Questo mi fa pensare alle manifestazioni in Iran dopo le elezioni del 2009, quando i risultati vennero annunciati prima ancora della chiusura dei seggi…

Gli Iraniani si sono sentiti presi in giro. Occorre quindi sempre tenere a mente i concetti di ‘giustizia’ e ‘ ingiustizia’ nel mondo islamico, perché aiuta a capire meglio i processi mentali e quindi politici nel mondo islamico.

Anche Israele, come tutti gli altri, è stato colto di sorpresa. Come dovrebbe rispondere alle attuali proteste?

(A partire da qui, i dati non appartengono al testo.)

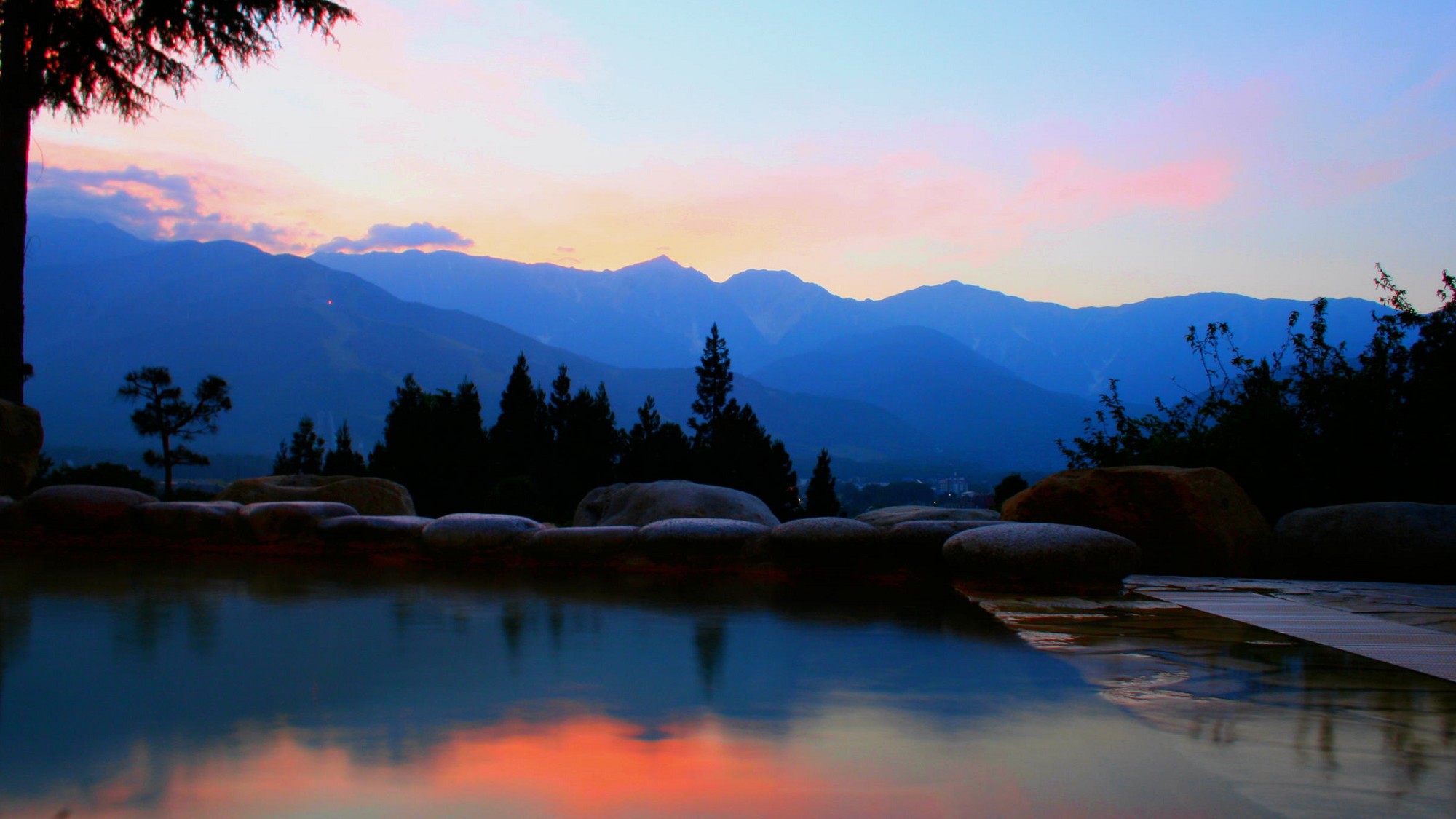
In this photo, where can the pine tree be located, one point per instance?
(304, 455)
(820, 496)
(344, 459)
(656, 451)
(714, 384)
(167, 414)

Dovrebbe mantenere un profilo basso e tendere la mano in caso di necessità. Nel mondo arabo sono sempre più numerose le persone che osservano con interesse e meraviglia come funziona una società aperta e libera come quella israeliana. Poco tempo fa ho letto un articolo di un arabo palestinese che affermava: ‘Per come vanno le cose al momento, la miglior prospettiva per un cittadino arabo è di essere un cittadino di serie B nello stato ebraico’. Si tratta di un’affermazione forte, ma piuttosto realistica. È una visione che sta prendendo piede, e molti lo dichiarerebbero apertamente se fosse possibile. Vi sono due fattori che potrebbero portare a un miglioramento delle relazioni fra Arabi e Israeliani: primo, la paura di un nemico comune. Sadat, infatti, si rivolse a Israele per paura dei Russi. […] L’altro, forse più importante, è proprio l’attrattiva che la società israeliana, libera e democratica, aperta alle donne, esercita sui popoli circostanti – punto da non sottovalutare, vista la posizione delle donne nel mondo arabo. E in entrambi i casi non mancano segnali incoraggianti per il futuro.